The Twittersphere was just a little bit quieter this morning after Marc Andreessen, father of the Tweetstorm, vacated the platform last night. While there’s no clear answer from him or others as to why he decided to take a break, Andreessen is not the first popular Silicon Valley figure to abruptly leave the service.
Earlier this summer, Sam Altman, President of the Y Combinator Group, left citing community issues on the Twitter platform. He argued that the social network “rewards negativity and snark,” and that he felt “worse after using Twitter.”
Unlike Sam, Marc didn’t leave a Tweetstorm explaining his exit, but it is possible that many of the same reasons could have temporarily driven him off the platform. Right now the only Tweets visible on his profile are a four word post about taking a break and a retweet about neoliberalism but when Andreessen was Tweeting on all four burners, he regularly contributed to contentious political debates with other users.
Of course, even Sam couldn’t resist the urge to come back to Twitter after a brief absence. Given Marc described his actions as a “break,” it will likely end much in the same way with an eventual return. Twitter as a platform has increasingly come under fire for its dismissive approach to the toxic culture permitting from some of the site’s insensitive and trolling users, though Marc isn’t usually one to back away from divisive conversations.

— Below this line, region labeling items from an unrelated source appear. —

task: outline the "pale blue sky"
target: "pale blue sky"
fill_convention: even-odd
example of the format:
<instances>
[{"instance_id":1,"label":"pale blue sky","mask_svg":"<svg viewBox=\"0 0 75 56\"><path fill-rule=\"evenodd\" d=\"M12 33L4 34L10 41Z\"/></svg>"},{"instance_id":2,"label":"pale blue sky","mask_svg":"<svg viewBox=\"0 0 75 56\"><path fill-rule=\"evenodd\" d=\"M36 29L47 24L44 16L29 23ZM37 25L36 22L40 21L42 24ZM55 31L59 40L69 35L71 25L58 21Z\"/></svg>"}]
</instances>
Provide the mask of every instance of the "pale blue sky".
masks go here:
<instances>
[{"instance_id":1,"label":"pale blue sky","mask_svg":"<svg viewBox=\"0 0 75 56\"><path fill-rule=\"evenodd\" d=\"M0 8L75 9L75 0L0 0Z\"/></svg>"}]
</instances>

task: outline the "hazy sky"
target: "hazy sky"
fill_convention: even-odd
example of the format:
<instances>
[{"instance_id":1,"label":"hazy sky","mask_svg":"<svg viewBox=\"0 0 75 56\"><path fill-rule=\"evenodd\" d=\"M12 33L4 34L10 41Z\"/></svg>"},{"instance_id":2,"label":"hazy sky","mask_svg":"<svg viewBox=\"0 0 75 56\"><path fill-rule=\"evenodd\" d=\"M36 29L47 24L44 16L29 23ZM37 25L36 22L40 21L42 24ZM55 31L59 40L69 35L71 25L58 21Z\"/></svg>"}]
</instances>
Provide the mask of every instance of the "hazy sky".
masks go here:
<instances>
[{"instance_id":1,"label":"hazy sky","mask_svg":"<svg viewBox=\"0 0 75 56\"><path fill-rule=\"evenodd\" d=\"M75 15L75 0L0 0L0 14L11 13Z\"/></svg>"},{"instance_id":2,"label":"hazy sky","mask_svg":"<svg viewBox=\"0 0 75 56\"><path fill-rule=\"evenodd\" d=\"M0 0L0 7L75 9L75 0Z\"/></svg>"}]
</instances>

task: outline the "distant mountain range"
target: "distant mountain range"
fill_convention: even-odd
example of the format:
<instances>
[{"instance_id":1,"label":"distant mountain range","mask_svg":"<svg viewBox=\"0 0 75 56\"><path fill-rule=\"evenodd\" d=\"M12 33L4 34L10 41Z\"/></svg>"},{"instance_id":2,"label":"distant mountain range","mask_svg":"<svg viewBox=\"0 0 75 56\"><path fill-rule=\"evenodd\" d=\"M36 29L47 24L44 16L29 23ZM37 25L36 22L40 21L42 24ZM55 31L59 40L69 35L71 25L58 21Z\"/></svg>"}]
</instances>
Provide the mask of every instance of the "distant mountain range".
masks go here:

You could also speculate that Andreessen wanted some of his old tweeted viewpoints to disappear, but at this point it’s highly unlikely. If there was something buried in his feed that he was afraid of, he wouldn’t be able to remove it from the internet just by wiping his account — though removing it from his personal profile would certainly make it less likely to surface. The internet is full of bots that are set up to retweet every single one of his tweets. Even software couldn’t eat all of Marc Andreessen’s Tweets out there in the world.
These same bots could also provide an explanation for why Andreessen deleted all of his posts but a single odd retweet. From looking at the bots, it doesn’t appear the retweet was posted anytime close to last nights events. The original creator of the Tweet noted much the same and that the cause could have been bug relating to a previously deactivated profile.
The existence of Andreessen bots also means that this poor fellow can continue his PhD thesis.